Amri Hambzah, pasangan Ning, datang terlambat seperti biasa. Kemeja linen putihnya masih menyimpan aroma ruang rapat dan kopi hitam. Amri adalah pendiri sebuah perusahaan rintisan yang menggabungkan data pariwisata dengan peta sentimen warganet. Ia cekatan dan fasih, mempunyai jaringan yang membuat pintu-pintu terbuka hanya dengan satu panggilan. Di matanya, masa depan adalah kurva pertumbuhan; dan keberhasilan, presentasi yang meledak di layar LED.
“Maaf, Ning. Investor minta revisi deck. Kita tinggal final,” katanya, mengunci ponsel dan meletakkannya telentang—sebuah gestur yang Ning pelajari sebagai tanda “aku hadir” walaupun pikirannya mungkin belum sepenuhnya sampai.
“Tidak apa,” jawab Ning. Kebiasaannya adalah merapikan nada kalimat sendiri agar tidak terdengar seperti keluh. Hidup mengajarkannya bahwa ketenangan memenangi lebih banyak perkara ketimbang pertengkaran yang benar.
Malam itu semestinya mereka merayakan ulang tahun hubungan. Ning menyiapkan sesuatu yang sederhana: seporsi pasta dari restoran langganan, setangkai lily putih, lagu kesukaan Amri di daftar putar. Ia juga menyelipkan sebuah amplop berisi rencana kecil—program pelatihan branding untuk UMKM milik ibu tunggal di pesisir, bagian dari janji lama mereka untuk “membayar kembali” kota. Tetapi di wajah Amri, ada kelelahan yang lebih tua dari usianya. Di sela-sela senyum, Ning membaca rasa bangga yang membutuhkan penonton lain selain dirinya.
“Lusa aku harus ke Singapura. Ada demo privat,” kata Amri. “Kamu bisa ikut menyusul? Biar sekalian kamu meeting sama klienmu di sana.”

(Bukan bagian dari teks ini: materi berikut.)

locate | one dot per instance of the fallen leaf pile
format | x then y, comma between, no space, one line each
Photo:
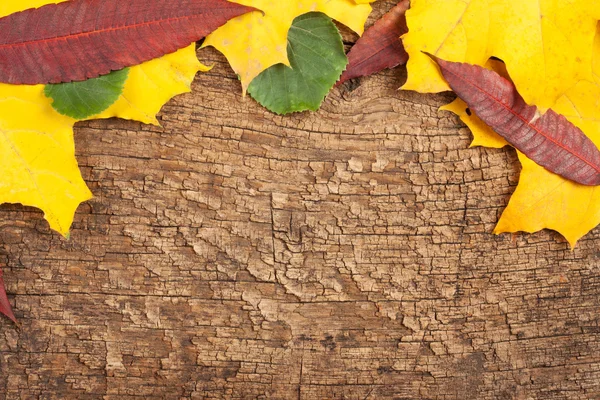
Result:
94,59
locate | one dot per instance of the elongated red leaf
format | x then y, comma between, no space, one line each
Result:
380,47
5,307
81,39
549,140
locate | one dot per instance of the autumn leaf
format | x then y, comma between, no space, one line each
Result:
556,66
36,142
546,45
380,47
549,139
317,59
82,39
256,41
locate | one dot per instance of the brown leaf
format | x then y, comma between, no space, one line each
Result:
549,140
81,39
380,47
5,307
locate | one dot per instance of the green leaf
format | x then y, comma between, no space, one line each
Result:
83,99
317,59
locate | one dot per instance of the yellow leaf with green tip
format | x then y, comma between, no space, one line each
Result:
39,168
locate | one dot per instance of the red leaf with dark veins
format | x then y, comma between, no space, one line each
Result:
550,139
380,47
81,39
5,307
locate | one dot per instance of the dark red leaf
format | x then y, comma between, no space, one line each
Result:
81,39
549,140
5,307
380,47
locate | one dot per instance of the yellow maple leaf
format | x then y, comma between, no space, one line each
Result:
256,41
543,199
39,168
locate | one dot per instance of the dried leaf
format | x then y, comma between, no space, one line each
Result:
380,47
549,139
82,39
5,307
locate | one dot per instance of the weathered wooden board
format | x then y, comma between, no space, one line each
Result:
344,254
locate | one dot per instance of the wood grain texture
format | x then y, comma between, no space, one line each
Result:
344,254
81,39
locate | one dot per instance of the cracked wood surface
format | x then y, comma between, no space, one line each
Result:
344,254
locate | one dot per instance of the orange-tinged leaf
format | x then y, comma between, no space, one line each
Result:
36,142
546,44
549,139
83,39
380,47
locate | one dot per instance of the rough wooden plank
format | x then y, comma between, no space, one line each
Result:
345,254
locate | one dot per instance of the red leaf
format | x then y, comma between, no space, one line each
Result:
5,307
549,140
380,47
82,39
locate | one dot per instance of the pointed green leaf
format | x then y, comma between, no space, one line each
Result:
317,60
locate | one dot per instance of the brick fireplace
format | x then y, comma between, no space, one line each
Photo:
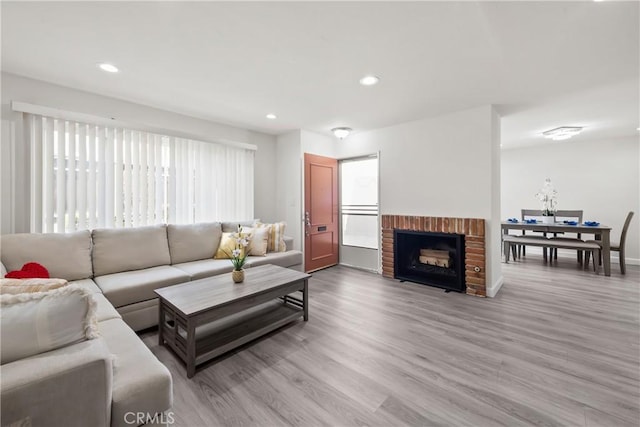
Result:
474,242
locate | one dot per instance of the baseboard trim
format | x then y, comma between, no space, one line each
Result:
369,270
492,290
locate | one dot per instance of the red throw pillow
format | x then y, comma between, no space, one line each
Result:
31,270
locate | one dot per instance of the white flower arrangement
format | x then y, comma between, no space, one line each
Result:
239,255
549,198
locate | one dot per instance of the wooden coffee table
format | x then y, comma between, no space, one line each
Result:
205,318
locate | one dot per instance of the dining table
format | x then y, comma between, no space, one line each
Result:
601,232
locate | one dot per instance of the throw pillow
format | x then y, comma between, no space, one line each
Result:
19,286
276,234
35,323
29,271
258,240
227,245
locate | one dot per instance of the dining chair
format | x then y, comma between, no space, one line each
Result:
569,215
618,246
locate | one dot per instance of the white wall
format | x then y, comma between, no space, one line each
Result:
600,177
16,88
289,185
441,166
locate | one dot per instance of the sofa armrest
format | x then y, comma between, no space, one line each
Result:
288,241
69,386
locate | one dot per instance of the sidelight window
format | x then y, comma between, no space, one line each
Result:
359,202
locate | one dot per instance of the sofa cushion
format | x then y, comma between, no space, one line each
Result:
87,284
191,242
258,240
20,286
205,268
283,259
34,323
276,236
123,249
141,384
232,226
66,256
104,309
134,286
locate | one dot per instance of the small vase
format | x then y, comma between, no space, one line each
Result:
237,276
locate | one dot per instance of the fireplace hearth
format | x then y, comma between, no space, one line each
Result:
435,259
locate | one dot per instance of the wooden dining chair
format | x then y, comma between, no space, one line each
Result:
618,246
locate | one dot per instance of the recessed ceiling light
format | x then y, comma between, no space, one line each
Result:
109,68
563,132
369,80
342,132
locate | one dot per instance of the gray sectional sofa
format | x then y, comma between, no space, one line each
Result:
121,267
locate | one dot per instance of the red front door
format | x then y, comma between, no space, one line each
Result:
321,212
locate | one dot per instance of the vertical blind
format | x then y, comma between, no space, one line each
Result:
88,176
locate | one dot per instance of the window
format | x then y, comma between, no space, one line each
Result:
359,202
88,176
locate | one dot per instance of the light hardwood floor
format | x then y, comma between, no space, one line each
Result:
557,346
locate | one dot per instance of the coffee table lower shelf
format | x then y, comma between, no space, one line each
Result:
219,337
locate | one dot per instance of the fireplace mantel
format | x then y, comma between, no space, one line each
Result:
472,228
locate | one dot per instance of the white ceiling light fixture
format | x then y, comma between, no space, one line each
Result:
109,68
563,132
341,132
369,80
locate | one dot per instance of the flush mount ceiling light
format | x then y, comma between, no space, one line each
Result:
109,68
341,133
369,80
563,132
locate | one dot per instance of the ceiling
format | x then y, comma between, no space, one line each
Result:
543,64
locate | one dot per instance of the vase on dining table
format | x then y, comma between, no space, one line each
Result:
548,219
238,276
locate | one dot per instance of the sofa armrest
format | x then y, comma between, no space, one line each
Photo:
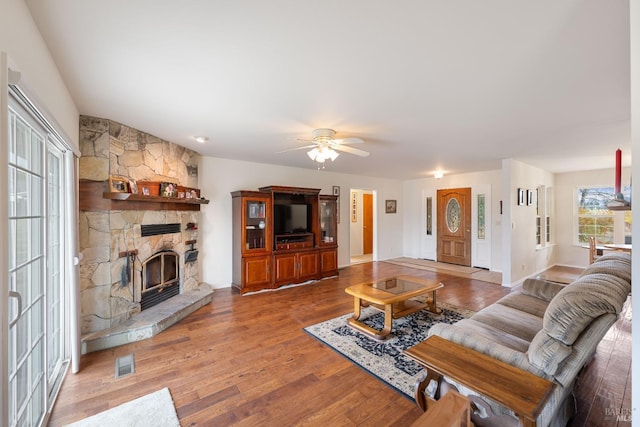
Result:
541,289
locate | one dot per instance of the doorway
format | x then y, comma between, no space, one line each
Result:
454,226
38,279
361,220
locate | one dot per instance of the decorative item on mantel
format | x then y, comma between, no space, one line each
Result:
618,203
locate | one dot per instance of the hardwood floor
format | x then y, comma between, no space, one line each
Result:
245,360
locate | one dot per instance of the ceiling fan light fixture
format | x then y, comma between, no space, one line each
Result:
313,154
321,154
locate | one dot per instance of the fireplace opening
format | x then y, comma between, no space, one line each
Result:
160,278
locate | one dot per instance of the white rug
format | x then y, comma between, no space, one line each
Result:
155,409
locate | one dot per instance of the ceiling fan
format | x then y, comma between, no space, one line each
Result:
325,146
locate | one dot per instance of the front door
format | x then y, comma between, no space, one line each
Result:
454,226
367,223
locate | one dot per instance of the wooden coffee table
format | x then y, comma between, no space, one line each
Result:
391,296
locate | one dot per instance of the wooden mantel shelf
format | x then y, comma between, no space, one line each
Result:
95,197
154,199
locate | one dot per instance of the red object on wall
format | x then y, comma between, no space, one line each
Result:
618,170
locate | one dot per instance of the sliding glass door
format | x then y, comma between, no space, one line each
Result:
35,263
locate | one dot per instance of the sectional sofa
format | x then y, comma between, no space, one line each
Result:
545,328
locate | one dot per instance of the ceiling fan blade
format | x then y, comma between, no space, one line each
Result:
349,141
297,148
351,150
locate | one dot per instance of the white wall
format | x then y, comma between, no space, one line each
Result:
522,259
568,252
219,177
416,242
28,54
635,143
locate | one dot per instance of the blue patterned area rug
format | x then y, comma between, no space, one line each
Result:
385,359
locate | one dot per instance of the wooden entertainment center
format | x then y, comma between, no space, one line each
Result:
282,236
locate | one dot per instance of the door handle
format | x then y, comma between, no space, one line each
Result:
16,295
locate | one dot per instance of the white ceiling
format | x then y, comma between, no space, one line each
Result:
455,85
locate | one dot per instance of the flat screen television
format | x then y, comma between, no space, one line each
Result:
291,218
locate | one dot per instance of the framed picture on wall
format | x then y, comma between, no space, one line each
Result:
168,189
118,184
390,206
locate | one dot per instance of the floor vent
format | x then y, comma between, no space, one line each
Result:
157,229
125,366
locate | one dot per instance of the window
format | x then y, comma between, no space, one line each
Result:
594,219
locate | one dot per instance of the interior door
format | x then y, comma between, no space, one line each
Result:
367,223
454,226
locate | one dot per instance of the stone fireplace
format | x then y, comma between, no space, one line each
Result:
124,268
160,278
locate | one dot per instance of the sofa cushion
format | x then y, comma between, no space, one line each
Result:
509,320
547,353
467,331
616,264
526,303
587,298
541,289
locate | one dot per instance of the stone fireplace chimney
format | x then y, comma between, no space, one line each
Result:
114,248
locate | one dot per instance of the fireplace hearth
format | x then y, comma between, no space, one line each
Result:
160,278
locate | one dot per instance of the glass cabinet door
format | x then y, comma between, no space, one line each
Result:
255,222
328,221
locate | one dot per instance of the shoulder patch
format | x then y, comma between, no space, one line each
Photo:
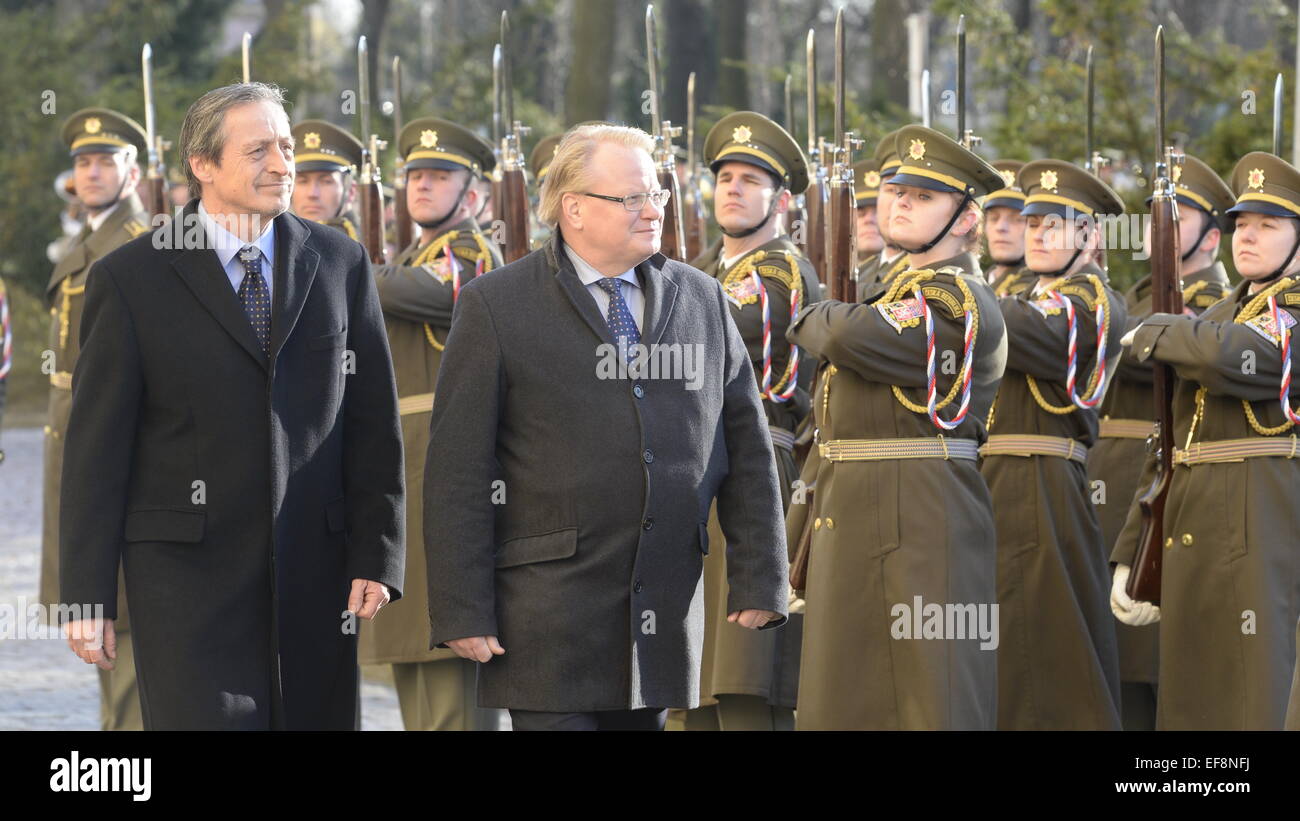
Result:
939,294
1083,291
1264,326
904,313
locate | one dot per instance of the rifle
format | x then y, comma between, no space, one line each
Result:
674,237
817,202
155,177
794,213
371,192
841,247
401,211
697,231
512,208
1166,296
1277,116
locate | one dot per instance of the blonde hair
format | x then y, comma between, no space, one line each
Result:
570,170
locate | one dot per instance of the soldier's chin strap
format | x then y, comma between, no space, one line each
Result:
1286,263
771,211
1209,224
952,221
453,211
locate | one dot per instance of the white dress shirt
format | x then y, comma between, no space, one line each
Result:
228,247
633,296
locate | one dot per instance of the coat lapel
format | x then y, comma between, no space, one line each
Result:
295,270
202,273
661,296
576,291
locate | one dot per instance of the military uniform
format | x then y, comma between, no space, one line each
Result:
1012,278
749,678
1127,420
901,517
321,146
417,292
1230,587
1057,661
92,130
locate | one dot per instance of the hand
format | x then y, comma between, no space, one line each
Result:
367,598
1135,613
477,647
94,641
752,618
797,604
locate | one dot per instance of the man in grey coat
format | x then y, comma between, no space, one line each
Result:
593,400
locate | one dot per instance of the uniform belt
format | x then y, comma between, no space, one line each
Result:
781,438
1126,429
415,403
1034,444
1235,450
880,450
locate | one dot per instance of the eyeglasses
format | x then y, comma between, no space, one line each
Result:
636,202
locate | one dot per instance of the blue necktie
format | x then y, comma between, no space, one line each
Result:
619,317
254,296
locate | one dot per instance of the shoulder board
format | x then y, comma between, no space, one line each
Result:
941,295
1083,291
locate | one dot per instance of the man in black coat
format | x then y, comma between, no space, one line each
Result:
234,443
567,490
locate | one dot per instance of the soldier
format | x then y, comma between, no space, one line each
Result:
1057,664
1004,233
1127,417
891,260
895,431
749,678
1230,587
325,163
866,191
104,147
417,292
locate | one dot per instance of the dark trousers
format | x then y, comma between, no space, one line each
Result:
648,719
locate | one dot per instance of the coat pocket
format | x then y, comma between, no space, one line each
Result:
164,525
326,342
541,547
336,516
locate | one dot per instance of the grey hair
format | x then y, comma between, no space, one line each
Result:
571,169
203,131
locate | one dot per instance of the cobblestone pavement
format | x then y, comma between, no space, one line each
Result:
43,686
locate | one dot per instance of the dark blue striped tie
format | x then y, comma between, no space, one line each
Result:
255,298
619,317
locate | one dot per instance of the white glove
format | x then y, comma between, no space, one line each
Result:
797,604
1135,613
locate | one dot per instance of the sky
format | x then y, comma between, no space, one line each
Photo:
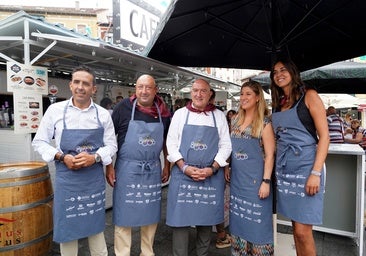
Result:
82,3
63,3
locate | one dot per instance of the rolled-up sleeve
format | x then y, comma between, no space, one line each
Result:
224,140
173,137
110,142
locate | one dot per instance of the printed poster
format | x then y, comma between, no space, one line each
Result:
27,78
28,111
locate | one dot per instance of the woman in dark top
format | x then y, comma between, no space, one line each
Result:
302,140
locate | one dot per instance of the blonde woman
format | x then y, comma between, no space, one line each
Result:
252,159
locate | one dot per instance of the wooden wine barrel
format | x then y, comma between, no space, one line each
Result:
25,209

Ning mengangguk. “Bisa. Nanti kuatur ulang presentasi Senin.”
Mereka makan. Percakapan berjalan rapi seperti daftar tugas. Di penghujung, Amri ingat memberi selamat. “Happy anniversary,” ucapnya, cepat, lalu mengalihkan cerita ke aktualisasi traction dan rencana pre-series A. Ning tertawa kecil, menyelamatkan momen, seperti biasa.
.
Ning tumbuh dari keluarga menengah atas yang disiplin. Ayahnya, Umar Madi—dipanggil Madi oleh sahabat-sahabat lamanya—dulu perwira sipil yang biasa memeriksa laporan keuangan daerah dengan tatapan yang dapat menembus kebohongan. Ibunya, Maya Umar, adalah dosen psikologi perkembangan. Dari mereka, Ning mewarisi dua hal: ketertiban catatan dan kebiasaan mengupas perasaan. Di rumah, meja makan menjadi istana kecil tempat wacana dan soto dibiarkan mendidih dalam api yang sama.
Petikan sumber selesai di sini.